3. What are you currently researching?
I started thinking there might be a feral basis, an ancient basis, a cognitive basis for abstracting. It's a pretty sophisticated ability and could reside in language. It's found in numbers and it's called numerosity (the ability to approximate numbers). Nine-month-old babies can do it and so can monkeys. Infants can subitize, in other words, they have a sudden awareness of things fewer than four. They know the difference between one, two, three and four. This could have been useful in an evolutionary way. It would be important to know the difference between three predators and one predator. The decisions made upon seeing one or four predators would be different. It's a pretty incredible trait.
There's a feral, cognitive basis for abstraction and that abstraction is the basis for symbolism. When you show this to adults, even monkeys, a certain part of the brain – the intraparietal sulcus lobe, which plays a role in number processing – lights up. When you compare our brains with a Neanderthal's, it would mean we have the higher ability, which could also have led to our survival.

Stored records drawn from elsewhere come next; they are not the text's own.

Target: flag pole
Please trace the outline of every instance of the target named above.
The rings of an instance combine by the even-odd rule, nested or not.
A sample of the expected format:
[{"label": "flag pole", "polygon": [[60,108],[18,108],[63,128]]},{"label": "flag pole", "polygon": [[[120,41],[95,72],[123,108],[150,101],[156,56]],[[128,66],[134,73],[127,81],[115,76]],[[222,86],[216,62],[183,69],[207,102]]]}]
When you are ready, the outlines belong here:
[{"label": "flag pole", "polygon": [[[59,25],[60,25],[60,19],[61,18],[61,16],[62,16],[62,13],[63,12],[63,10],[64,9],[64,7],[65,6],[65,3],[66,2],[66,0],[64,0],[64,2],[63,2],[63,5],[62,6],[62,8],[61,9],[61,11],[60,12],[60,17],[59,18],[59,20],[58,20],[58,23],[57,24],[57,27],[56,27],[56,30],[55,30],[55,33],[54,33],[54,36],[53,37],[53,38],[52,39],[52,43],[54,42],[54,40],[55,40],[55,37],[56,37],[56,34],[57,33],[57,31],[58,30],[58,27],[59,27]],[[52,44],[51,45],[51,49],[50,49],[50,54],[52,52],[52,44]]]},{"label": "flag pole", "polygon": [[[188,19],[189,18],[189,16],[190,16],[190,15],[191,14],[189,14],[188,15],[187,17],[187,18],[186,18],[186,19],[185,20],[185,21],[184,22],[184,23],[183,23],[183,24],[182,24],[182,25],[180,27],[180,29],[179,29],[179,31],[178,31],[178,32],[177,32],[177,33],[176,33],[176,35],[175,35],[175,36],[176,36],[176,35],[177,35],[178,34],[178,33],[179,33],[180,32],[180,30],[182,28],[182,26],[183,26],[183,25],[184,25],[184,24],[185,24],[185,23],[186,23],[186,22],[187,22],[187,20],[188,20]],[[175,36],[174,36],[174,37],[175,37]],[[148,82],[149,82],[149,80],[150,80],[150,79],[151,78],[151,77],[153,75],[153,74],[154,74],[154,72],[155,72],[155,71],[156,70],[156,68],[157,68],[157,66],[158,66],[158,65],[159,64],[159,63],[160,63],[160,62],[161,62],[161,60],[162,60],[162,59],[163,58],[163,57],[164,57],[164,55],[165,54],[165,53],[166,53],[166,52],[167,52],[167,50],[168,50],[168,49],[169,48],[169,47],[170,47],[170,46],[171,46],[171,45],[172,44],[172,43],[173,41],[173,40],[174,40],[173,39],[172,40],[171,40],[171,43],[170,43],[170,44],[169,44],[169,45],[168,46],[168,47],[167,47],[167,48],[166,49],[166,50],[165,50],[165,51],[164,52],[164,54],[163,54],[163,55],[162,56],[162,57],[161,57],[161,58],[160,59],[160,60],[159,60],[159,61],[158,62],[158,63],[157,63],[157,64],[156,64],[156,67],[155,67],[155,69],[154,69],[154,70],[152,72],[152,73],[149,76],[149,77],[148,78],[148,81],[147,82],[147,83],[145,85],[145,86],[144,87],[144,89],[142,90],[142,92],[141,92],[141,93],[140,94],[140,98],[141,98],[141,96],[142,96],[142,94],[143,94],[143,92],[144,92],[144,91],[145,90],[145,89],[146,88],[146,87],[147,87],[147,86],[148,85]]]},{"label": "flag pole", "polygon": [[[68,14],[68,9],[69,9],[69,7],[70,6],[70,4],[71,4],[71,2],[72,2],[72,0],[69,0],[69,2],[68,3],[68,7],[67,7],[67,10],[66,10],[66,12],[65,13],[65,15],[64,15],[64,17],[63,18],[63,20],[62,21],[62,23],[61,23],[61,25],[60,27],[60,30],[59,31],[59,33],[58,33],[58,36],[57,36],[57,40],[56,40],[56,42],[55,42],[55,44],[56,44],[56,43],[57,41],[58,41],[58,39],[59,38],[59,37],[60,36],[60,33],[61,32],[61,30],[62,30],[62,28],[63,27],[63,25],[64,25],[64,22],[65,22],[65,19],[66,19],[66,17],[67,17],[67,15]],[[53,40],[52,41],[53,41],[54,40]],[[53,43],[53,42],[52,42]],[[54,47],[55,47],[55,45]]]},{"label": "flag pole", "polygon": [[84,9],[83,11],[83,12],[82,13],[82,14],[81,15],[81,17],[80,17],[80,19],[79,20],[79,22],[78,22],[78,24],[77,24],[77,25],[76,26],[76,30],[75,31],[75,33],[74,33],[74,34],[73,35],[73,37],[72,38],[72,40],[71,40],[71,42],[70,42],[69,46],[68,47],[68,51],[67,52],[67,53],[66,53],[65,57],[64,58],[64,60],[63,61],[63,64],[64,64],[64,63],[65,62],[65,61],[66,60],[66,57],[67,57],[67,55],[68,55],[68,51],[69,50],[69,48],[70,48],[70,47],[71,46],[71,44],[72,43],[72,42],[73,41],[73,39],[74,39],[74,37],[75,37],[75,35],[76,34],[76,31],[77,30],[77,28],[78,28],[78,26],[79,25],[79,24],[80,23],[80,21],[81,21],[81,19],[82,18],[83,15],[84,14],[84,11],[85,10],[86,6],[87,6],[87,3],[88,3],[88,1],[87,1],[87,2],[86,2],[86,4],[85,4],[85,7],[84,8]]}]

I'm also writing a book – "How to Think Like a Neanderthal" – for the masses. It's for people like my brother who didn't go to college but is very intellectual. He's a carpenter and can build a spiral staircase. The book, literally, is about how Neanderthals thought.
My wife said, "Look, he's got a package from eBay." And then she opened it up and it was a skull. She said that was the last time she'd ever open one of my packages. I collect replicas of skulls for teaching purposes. I have nine different ones reflecting our history. For my birthday, my brother asked me what I wanted, and I told him an ape skull. And he got me one. The replicas aren't cheap, but I save up.
I also love mammoths, which were suddenly extinct 10,000 years ago. I have all these old mammoth teeth and bones, a rib, tusk hair ... I'm almost ready to clone them. Wouldn't that be cool, having a baby mammoth running around your backyard?
Two years ago, when I turned 60, I decided I needed to do something manly. My wife said I should do some gardening. But three friends and I met in Little Rock, Ark., and bicycled 70 miles a day to Gainesville, Fla., where several of us earned our Ph.Ds years ago.
I've played in several bands. For 10 years, I was in a band called Pink Freud. Then there was the Cellar Dwellers, which was rock. I jam with a couple of people doing original songs. And now we're playing Irish drinking songs.
5. What would you like students to take away from your class?
It sounds trite, but I want them to know how to think critically, how to see through the baloney and be a more educated consumer and have some immunity against the scams.
My statistics class isn't just about numbers and graphs and charts, it's about life. Statistics has three roles: curious detective, honest attorney and storyteller. The class investigates life, often by looking at the truth behind an advertisement. This semester, the class took a critical look at a claim that a laser light could grow hair.